While evidence already confirms that home healthcare is a cost effective care setting with positive clinical outcomes for patients, the Partnership is working to further improve quality and access for the patients we serve.


In 2016, the Centers for Medicare & Medicaid Services (CMS) introduced a Pre-Claim Review demonstration for home health agencies. Under this demonstration, home health agencies must receive approval from a CMS contractor to be reimbursed for providing physician prescribed home health services. As currently outlined by CMS, the Pre-Claim Review Demonstration allows seniors to start home health services, but requires the agency to submit applicable documentation which is not guaranteed to be approved. This process creates challenges for home health agencies to provide seamless, integrative, high quality skilled health care, which stands to threaten positive patient outcomes.

On March 31st, 2017, CMS stopped the planned implementation of a Pre-Claim Review Demonstration in Florida and paused the application of the demonstration program in Illinois for at least 30 days, where it was originally implemented in August 2016. The decision to halt the demonstration allowed CMS, the home health community and other stakeholders to work collaboratively to strengthen the program with policy alternatives and through proper education and training.

On May 29th, 2018, CMS announced that the Administration is seeking public input on a new proposal that includes the pre-claim review process for Medicare home health.

The revised pre-claim review demonstration will begin no earlier than Oct. 1st, 2018, and CMS has proposed implementing the new pre-claim review demonstration initially in Illinois, Ohio, North Carolina, Florida, and Texas.



In 2017, the Centers for Medicare & Medicaid Services' (CMS) Home Health Prospective Payment System (HHPPS) Proposed Rule for CY 2018 included the implementation of the Home Health Groupings Model (HHGM), a payment reform approach that would dramatically alter Medicare payment for skilled home health services. In the development of this payment approach, CMS did not solicit comment or seek industry input in the development of this proposed policy.

The HHGM would overhaul the current Medicare payment system in a non-budget neutral manner. Under HHGM, Medicare payments would be based on patient characteristics instead of care needs, and distributed based on location of providers rather than their quality of service.

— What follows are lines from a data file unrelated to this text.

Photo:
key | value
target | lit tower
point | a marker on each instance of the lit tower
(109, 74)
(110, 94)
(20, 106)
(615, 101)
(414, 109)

This would cause uneven payment distribution, as high-quality providers in certain areas could face disproportionate cuts. Furthermore, the geographic disparity would have the greatest effect on seniors living in rural, smaller areas.

On November 1, 2017, CMS announced its decision to not finalize the proposed HHGM in the HHPPS Final Rule for CY 2018. The Partnership looks forward to working collaboratively with CMS and the home health stakeholder community to address the significant flaws in the HHGM, and anticipates that CMS will do so in the year ahead.


Under current Medicare policy, a patient needing home healthcare must have a documented face-to-face (F2F) encounter with a physician to certify his or her eligibility for services. The intent is to ensure patients are receiving care in the appropriate setting, but overly complicated and burdensome regulatory requirements result in unintended consequences like care delays or complete denial of skilled home healthcare services.

Data show tens of thousands of claims have been denied for care that is medically necessary and appropriate. While many of these claims are overturned on appeal, the initial denials make it difficult for home healthcare agencies to provide continued, uninterrupted care.

Legislation is being developed by leaders in Congress that would streamline the existing face-to-face documentation rules to reduce the paper work burden on physicians and home health agencies and inappropriate care denials. The legislation would allow for home health agencies to prepare documents for physician review and eliminate duplicative documentation for beneficiaries who have been discharged from a hospital or a post-acute care facility.